Primary cutaneous B-cell lymphomas (CBCL) represent a unique group of extra-nodal lymphomas, ranging between 20% and 25% among primary cutaneous lymphomas. The WHO-EORTC classification for cutaneous lymphomas, published in 2005, includes three main entities of primary cutaneous B-cell lymphomas (CBCL): primary cutaneous B-cell lymphoma with marginal zone (pcMZL), primary cutaneous follicle centre lymphoma (pcFCL) and diffuse primary cutaneous large B-cell lymphoma, leg type (pcDLBCL).

Aim: 

To review the histological and phenol-typical features of the main entities of CBCL and to provide a diagnostic guideline for pathologists and dermatopathologists.

Materials and methods: 

Histological review was performed on hematoxylin-eosin and immunohistochemical stained sections from CBCL cases retrieved from the files of the Pathology Department of the University of Frankfurt/Main, Germany, over a period of 3 years.

Results: 

Histological, pcMZL is characterized by a nodular or diffuse infiltrate composed of small to mediumsize lymphoid cells with indented nuclei and an abundant pale cytoplasma.

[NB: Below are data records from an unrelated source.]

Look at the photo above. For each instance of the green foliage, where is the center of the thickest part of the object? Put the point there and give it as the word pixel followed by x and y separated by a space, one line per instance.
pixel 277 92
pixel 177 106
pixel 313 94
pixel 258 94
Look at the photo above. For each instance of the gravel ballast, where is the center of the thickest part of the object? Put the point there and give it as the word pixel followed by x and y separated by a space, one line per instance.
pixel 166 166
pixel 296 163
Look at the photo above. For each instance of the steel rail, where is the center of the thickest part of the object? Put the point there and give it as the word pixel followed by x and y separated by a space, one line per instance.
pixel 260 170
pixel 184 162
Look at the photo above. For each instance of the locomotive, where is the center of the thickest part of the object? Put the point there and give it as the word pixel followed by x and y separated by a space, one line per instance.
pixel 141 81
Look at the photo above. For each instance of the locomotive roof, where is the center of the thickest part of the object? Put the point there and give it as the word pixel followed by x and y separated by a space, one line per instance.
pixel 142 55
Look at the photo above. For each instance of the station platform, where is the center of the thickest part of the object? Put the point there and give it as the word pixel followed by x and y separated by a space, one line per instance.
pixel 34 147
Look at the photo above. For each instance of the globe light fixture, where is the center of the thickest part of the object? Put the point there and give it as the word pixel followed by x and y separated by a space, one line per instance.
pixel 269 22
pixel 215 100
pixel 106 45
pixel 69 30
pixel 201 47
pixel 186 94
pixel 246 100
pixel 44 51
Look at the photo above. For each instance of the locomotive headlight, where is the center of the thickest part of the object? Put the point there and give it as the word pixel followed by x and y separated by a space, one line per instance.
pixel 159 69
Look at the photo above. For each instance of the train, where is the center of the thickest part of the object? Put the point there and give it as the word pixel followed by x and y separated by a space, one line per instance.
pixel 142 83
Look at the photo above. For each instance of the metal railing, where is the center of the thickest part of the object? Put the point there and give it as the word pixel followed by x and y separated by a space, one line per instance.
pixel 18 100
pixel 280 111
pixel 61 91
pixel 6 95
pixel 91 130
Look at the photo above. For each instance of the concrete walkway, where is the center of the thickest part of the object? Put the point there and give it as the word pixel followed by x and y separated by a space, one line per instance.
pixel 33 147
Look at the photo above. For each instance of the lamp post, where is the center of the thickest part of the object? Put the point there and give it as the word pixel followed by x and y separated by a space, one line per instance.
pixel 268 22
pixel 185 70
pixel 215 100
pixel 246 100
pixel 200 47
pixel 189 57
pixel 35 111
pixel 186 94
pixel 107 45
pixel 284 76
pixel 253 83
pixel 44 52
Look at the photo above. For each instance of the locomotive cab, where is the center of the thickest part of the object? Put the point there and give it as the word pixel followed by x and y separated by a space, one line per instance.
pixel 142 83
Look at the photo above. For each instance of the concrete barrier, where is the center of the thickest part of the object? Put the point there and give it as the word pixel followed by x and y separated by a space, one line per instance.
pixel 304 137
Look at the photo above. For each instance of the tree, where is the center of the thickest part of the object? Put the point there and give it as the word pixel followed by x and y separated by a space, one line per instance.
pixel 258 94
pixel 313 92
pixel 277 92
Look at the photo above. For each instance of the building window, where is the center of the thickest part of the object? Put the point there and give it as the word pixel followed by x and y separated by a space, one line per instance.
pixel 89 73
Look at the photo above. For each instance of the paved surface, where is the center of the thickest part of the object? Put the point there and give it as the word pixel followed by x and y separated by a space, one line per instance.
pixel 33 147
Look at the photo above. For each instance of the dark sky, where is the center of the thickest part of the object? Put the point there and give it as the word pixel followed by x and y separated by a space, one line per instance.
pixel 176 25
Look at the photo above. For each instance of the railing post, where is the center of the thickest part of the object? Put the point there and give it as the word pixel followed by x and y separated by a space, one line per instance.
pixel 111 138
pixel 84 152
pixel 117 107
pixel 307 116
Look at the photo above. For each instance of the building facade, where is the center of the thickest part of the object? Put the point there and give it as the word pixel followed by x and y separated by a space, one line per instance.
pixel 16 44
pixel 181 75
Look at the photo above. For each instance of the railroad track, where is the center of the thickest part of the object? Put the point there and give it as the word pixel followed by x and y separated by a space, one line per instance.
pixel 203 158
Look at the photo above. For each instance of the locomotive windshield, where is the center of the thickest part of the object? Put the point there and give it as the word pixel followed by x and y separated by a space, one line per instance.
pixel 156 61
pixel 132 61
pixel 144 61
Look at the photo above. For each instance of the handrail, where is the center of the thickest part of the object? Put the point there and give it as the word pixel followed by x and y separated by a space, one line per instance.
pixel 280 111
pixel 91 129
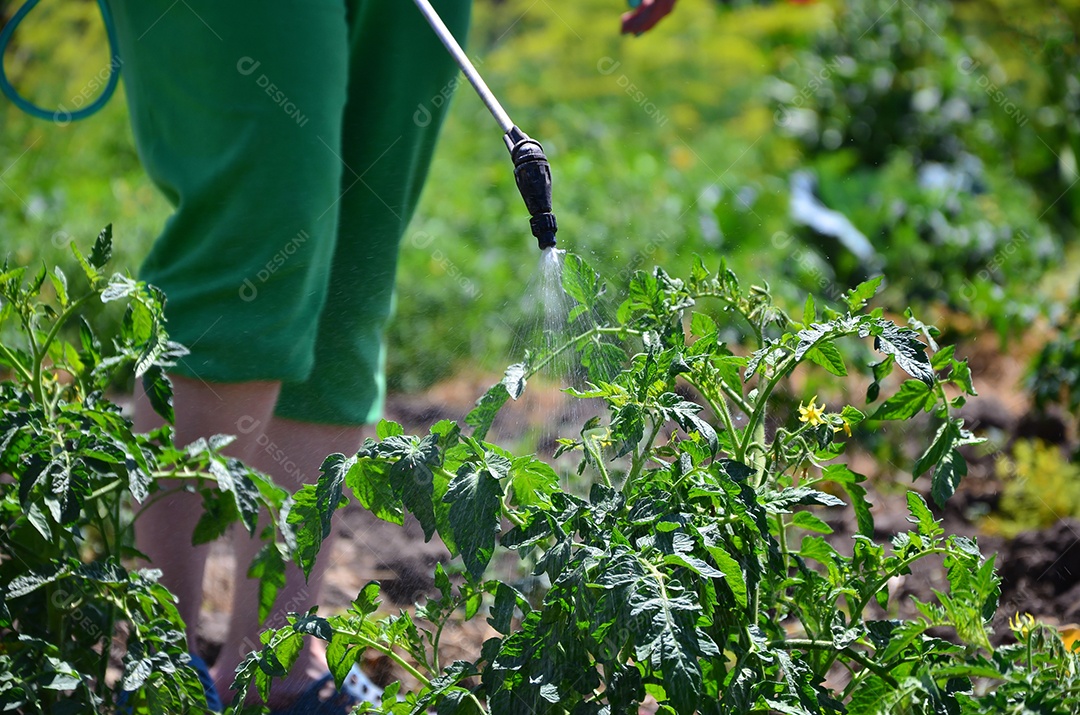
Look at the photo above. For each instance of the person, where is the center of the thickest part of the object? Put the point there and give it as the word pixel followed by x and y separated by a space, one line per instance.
pixel 293 142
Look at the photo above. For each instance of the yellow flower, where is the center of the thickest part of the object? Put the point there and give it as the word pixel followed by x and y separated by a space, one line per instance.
pixel 813 414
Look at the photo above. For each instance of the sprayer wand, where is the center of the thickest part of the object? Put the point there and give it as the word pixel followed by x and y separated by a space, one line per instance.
pixel 531 170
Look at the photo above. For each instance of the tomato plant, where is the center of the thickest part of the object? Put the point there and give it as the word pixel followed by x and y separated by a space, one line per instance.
pixel 696 572
pixel 76 479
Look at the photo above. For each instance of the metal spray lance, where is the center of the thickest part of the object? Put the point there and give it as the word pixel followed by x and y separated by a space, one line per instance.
pixel 531 170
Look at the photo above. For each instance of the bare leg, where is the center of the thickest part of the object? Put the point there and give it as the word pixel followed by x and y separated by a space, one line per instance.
pixel 292 454
pixel 163 531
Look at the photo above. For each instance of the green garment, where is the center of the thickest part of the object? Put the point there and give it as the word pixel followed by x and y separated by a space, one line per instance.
pixel 293 139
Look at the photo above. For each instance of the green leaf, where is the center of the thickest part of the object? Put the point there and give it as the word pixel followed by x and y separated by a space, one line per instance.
pixel 59 284
pixel 828 356
pixel 269 568
pixel 905 347
pixel 602 360
pixel 513 379
pixel 369 481
pixel 314 508
pixel 119 287
pixel 950 469
pixel 702 325
pixel 159 390
pixel 921 515
pixel 810 523
pixel 809 311
pixel 103 247
pixel 961 376
pixel 483 415
pixel 685 414
pixel 732 574
pixel 474 497
pixel 671 642
pixel 507 599
pixel 912 396
pixel 389 429
pixel 232 477
pixel 850 481
pixel 780 502
pixel 858 296
pixel 531 482
pixel 580 281
pixel 413 475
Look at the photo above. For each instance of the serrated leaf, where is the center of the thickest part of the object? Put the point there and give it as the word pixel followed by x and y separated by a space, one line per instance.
pixel 369 481
pixel 482 416
pixel 388 429
pixel 120 286
pixel 809 311
pixel 413 475
pixel 732 574
pixel 685 414
pixel 850 482
pixel 474 497
pixel 858 296
pixel 828 356
pixel 780 502
pixel 159 390
pixel 103 247
pixel 314 508
pixel 580 281
pixel 702 325
pixel 531 482
pixel 59 284
pixel 952 467
pixel 507 601
pixel 912 398
pixel 810 523
pixel 907 350
pixel 269 568
pixel 921 515
pixel 514 381
pixel 232 477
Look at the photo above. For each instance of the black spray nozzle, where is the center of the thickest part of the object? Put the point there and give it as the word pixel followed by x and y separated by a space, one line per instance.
pixel 532 175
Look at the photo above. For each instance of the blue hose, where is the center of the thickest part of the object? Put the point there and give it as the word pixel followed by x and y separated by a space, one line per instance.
pixel 62 115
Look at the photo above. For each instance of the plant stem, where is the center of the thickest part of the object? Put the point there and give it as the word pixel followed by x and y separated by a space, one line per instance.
pixel 858 612
pixel 860 658
pixel 718 405
pixel 17 366
pixel 42 350
pixel 639 456
pixel 590 446
pixel 408 668
pixel 575 340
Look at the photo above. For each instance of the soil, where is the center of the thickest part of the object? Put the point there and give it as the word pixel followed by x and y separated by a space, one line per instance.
pixel 1040 570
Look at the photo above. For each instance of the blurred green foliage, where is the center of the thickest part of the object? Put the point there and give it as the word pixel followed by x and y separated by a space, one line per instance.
pixel 1039 487
pixel 946 133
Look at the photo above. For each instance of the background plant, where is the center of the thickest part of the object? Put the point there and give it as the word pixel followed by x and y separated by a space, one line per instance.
pixel 712 158
pixel 694 571
pixel 76 479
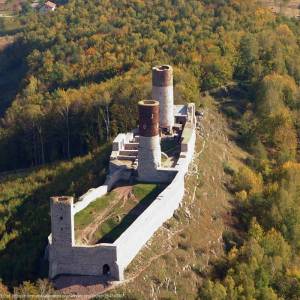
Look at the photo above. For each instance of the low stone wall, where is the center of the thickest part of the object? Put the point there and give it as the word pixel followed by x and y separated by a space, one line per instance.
pixel 84 260
pixel 68 258
pixel 141 230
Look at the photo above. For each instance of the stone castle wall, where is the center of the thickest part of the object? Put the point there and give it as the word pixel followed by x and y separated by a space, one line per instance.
pixel 65 257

They are immunohistochemical CD19+, CD20+, CD79a+, CD5-, CD10-, bcl-6- and bcl-2+. PcFCL is histological characterized by a nodular or diffuse infiltrate represented by a relatively mono-morph cellular admixture of centrocytes and centre-blasts. The tumor cells express CD19, CD20, CD79a, bcl-6 and variably CD10 by negativity for bcl-2. The microscopic aspect of PcDLBCL is a dense diffuse infiltrate, composed of centre-blasts and/or immune-blasts with large nuclei, prominent nucleoli and a high mitotic activity. Immune-phenotype, the infiltrate is CD20+, CD79a+, bcl-6+, bcl-2+, MUM1+, CD5- and CD10-.

Conclusion: 

PcBCL are a heterogeneous group of Bcell lymphomas whose precise classification can be achieved only after a complete synthesis of clinical, histopathological and immune-phenotype features.